Chinese scientists expressed their confidence in the commercial application of the BeiDou satellite navigation system (BDS) and called for international cooperation at a forum on Thursday.

Sun Jiadong, chief designer of the BDS and an academician with the Chinese Academy of Sciences, said fusing satellite navigation with information technologies will produce more products based on spatial information and improve people's lives.

Speaking at the Fourth China Satellite Navigation Conference held under the theme "Opportunities and Challenges for the Use of BDS" in Wuhan, capital of central China's Hubei Province, Sun said the application of the BDS goes beyond basic navigation functions and into broader spheres, including water conservancy, forest fire prevention, disaster relief, meteorology, fishing, agriculture and transportation.

At an exhibition highlighting the commercial use of the BDS, a number of consumer goods such as phones and watches were on display, making the technology seem more accessible to the average potential user.

The world's satellite navigation market is currently dominated by four systems, Russia's GLONASS, the United States' GPS, the European Union's Galileo and China's BDS.

Ran Chengqi, director of China's Satellite Navigation System Management Office, said all four systems have their own blind spots. "Cooperation will eliminate the blind spots," he noted.

In China, vehicle navigation terminals based on BDS technology have already been put into experimental commercial use for mass production.

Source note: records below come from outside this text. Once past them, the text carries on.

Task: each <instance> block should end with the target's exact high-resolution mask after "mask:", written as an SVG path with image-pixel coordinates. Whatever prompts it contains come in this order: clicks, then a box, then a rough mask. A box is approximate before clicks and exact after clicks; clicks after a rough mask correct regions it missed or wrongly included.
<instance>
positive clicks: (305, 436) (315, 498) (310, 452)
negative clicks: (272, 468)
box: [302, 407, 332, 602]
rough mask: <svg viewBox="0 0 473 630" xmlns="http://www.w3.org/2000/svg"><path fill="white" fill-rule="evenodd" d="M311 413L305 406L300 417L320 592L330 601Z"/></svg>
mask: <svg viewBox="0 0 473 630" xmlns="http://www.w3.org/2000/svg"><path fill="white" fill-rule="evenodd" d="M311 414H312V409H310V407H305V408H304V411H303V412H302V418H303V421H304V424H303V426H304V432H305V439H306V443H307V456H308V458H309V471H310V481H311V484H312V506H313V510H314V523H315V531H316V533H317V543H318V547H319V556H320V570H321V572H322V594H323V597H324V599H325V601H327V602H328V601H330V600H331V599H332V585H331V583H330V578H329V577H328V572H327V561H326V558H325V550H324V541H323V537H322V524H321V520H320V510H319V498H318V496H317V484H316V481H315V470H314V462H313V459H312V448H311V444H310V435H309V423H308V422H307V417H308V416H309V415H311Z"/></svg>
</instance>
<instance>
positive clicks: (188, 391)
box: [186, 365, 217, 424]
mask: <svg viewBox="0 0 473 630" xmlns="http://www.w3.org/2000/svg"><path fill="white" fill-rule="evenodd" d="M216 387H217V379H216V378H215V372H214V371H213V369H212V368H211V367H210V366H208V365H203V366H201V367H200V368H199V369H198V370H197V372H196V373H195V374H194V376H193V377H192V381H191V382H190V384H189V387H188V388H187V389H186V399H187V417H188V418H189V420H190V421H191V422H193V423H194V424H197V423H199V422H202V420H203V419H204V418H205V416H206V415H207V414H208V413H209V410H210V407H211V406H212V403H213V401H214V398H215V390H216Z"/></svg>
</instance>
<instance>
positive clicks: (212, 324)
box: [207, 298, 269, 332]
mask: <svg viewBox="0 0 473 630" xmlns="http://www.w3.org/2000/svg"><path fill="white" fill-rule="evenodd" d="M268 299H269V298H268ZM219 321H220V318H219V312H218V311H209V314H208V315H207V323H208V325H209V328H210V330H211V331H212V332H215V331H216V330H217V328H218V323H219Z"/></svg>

More than 1,000 terminals are currently in use in Jiangsu, Guangdong, Jiangxi and Hunan provinces, according to Ran.

He said more private cars will be equipped with BDS navigation devices in the future.

Liu Jingnan, executive chairman of the conference and an academician with the Chinese Academy of Engineering, said the commercial use of satellite navigation technologies could be worth hundreds of billions of U.S. dollars.

"I am confident and optimistic that more consumer-friendly products will be developed in the future," he said.

Leading experts from the U.S., Europe, Russia and China, among others, have attended the conference held from Wednesday to Friday and exchanged their views on the most recent developments and trends in satellite navigation technologies.